Good point but most states have disaster relief infrastructure already in place for events like this? If this was scrounged up the day of it would make sense.


If you think local government has IT infrastructure just for disaster operations, or if it does, that you can add a user to it in less than two business weeks, then you haven't worked in local government.


I have worked in local government, and have dealt with these departments. While most cities probably dont have this infrastructure, most states do and open it to local muni's for these exact scenarios.
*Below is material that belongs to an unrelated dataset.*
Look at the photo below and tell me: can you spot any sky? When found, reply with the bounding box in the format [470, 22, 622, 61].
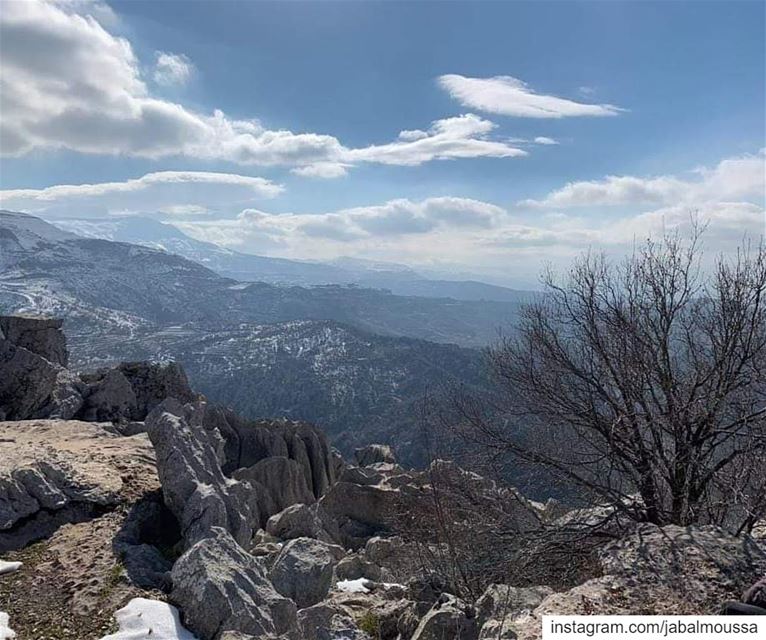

Like I said if they had to create something last minute this is great, I was just surprised at their appreciation to scale something to 60 users.


I think scaling it to 60 concurrent users editing Airtable at the same time without a hitch and able to onboard someone to be useful within 10 mins of them coming in the door was what we liked.


The state is not that efficient in coordinating with a municipality.


That state may not be, the one I worked for was, specifically setup to come to the aid of muni's in cases of emergency. But these plans and contingencies were obviously created out of previous tragedy/experiences.


Why do you believe most states have IT-related disaster relief infrastructure in place? I worked for several years in CA govt, I would be surprised if anything beyond the major metros has much in place for coordinating shelters, etc. In fact, the sonoma fires are documented to have had lots of problems with reverse 911.


I have been eager to explore the available tools for disaster relief because it seems like people scamble to DIY a solution for every disaster. I made my own Firebase relief matchmaking service when we had a 100yr flood a couple years ago. I would love to see easily deployed crowdsourced open-sourced tools that can be used as soon as possible in these scenarios.


I have and there was always IT-related disaster plans and policies. But admittedly I have not worked in most states in this capacity and definitely not in CA so my experiences are limited.